Reeves is due to present her spring statement to the House of Commons on 26 March, where she is expected to revise spending plans to remain within budgetary constraints.
Matt Swannell, chief economic advisor to the EY ITEM Club, said: “Even without the borrowing overshoot, the government only had about £10bn in fiscal headroom. Although market interest rates have fallen since their mid-January highs, the OBR’s updated forecasts at the end of March will likely show that the government is expected to make higher debt interest payments.
“This will reduce the chancellor’s margin for error, but potential changes to the OBR’s growth and inflation projections will probably determine whether the fiscal rules are met.”
Reeves’ first budget last year left her with just £9.9bn in headroom to meet a goal of balancing day-to-day spending and tax revenues by the 2029-30 financial year.

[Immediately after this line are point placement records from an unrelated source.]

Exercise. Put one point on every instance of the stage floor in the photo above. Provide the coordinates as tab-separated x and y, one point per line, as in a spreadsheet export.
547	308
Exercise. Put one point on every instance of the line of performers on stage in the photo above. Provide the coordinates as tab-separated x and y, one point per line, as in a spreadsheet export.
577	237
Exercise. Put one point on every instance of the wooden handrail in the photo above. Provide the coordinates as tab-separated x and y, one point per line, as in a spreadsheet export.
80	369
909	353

This was despite announcing Britain’s largest tax hikes in decades. Since then, global borrowing costs have risen, and UK business sentiment and growth prospects have wavered, compounded by the uncertainty created by a £40bn tax rise and the trade tariffs introduced by US president Donald Trump.
Nabil Taleb, economist at PwC UK, said: “Borrowing costs remain under pressure as inflation proves stickier than expected, potentially slowing the Bank of England’s rate cuts and keeping debt servicing costs elevated.
“At the same time, Labour’s commitment to increased defence spending adds further fiscal strain. So far, Reeves has held the line on Labour’s pledges, but with limited fiscal headroom, holding that line will become increasingly challenging.”
A budget surplus often occurs at the start of the calendar year because self-assessed income and capital gains tax are due at the end of January. The ONS said receipts from these taxes of £36.2bn in January 2025 were £3.8bn more than a year earlier and the highest for January since monthly records began in 1999.
The Office for National Statistics (ONS) reported that borrowing for the financial year to January 2025 was £118.2bn — £11.8bn higher than the same period in 2023-24, and above the £105.4bn forecasted by the OBR in October.
Public sector net debt excluding public sector banks totalled 95.3% of annual gross domestic product in January, hovering around levels last seen in the early 1960s, the ONS said.
Darren Jones, chief secretary to the Treasury, said: “This government is committed to delivering economic stability and meeting our non-negotiable fiscal rules.
“We will never play fast and loose with the public finances, that’s why we’re going through every pound spent, line by line, for the first time in 17 years, ensuring every penny delivers on the country’s priorities in our plan for change.”
Fiscal rules are often self-imposed by governments to maintain credibility with financial markets. Speculation is growing that, if Reeves wants to avoid breaking her own fiscal framework, she may be forced to announce cuts in public spending or further tax rises.
However, the UK fiscal outlook could improve before the OBR’s final report in late March, this could still lead to the need for tax hikes or significant spending cuts.
Meanwhile, the UK’s income from inheritance tax is on track to reach a record this financial year, having risen by approximately 10%. HMRC data reveals that inheritance tax receipts for the period from April 2024 to January 2025 reached £7bn — £700m higher than the same period last year.
Helen Morrissey, pensions columnist at Yahoo Finance UK and head of retirement analysis at Hargreaves Lansdown, said: “The inheritance tax creep crawls ever higher, hitting £7bn so far this tax year. This puts it well on track to surpass the £7.5bn record that it hit a year earlier.
“With government plans to include pensions in the net for inheritance tax from 2027 and thresholds remaining frozen, the tax take is only going to get higher.”
Separate ONS figures showed a stronger recovery in retail sales than had been expected in January on the back of strong wage growth.